Don Francisco Tahoces era rico y eso lo situaba en un Olimpo totalmente inalcanzable para la mayoría de los vecinos. Tenía tierras, al parecer, aparte de la sierra, y sobre todo tenía un Renault negro, bastante antiguo. En aquel tiempo no había muchos coches privados en la ciudad, y el suyo estaba aparcado casi siempre en la calle. Yo lo miraba con admiración, con sorpresa. Muchos días el coche no se movía de su sitio. Pero en otros, don Paco cruzaba la acera, arrancaba aquel coche negro, que me gustaba saber que era del mismo modelo que abundaba tanto en las fotos de París de aquel tiempo que yo veía en la revista “Life” que mi tío traía a casa. El hecho de que fuera el mismo modelo de Renault me emocionaba un poco: como si París estuviera más cerca. Porque por sus calles circulaban los mismos coches que el que tenía don Paco.

 

Que tardaba bastante en arrancar el vehículo, en acomodarse, y en salir después, lentamente, por la carretera de Orense, tal vez rumbo a Villalibre, donde al parecer don Paco tenía unas choperas en medio de los prados.

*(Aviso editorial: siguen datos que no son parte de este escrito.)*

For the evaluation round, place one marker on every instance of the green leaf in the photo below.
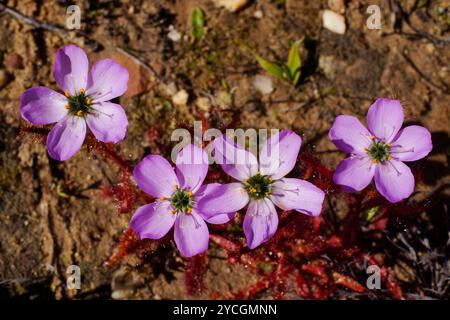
(197, 23)
(294, 62)
(274, 68)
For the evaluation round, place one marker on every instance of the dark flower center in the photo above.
(259, 186)
(79, 105)
(379, 151)
(182, 201)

Y estaba cerca el río Sil. Y el tiempo.

 

CÉSAR GAVELA

 

Un comentario en “Francisco Tahoces

  1. Magnífico y conmovedor artículo, como casi siempre, del señor Gavela. Un servidor también quiso resucitar de alguna manera al señor Tahoces y encontró esto: “Maderas Francisco Tahoces. Grandes Almacenes de Maderas del País y Extranjeras. Apeas, Costeros y Travesillas para Minas. Taller Mecánico, Pizarra de San Pedro de Trones. Teléfono núm. 5. Ponferrada”. Es un anuncio del año 1940. Llamé a ese teléfono para ver si se producía el milagro, pero no contestó nadie. Tampoco percibí el sonido de fondo del aserradero.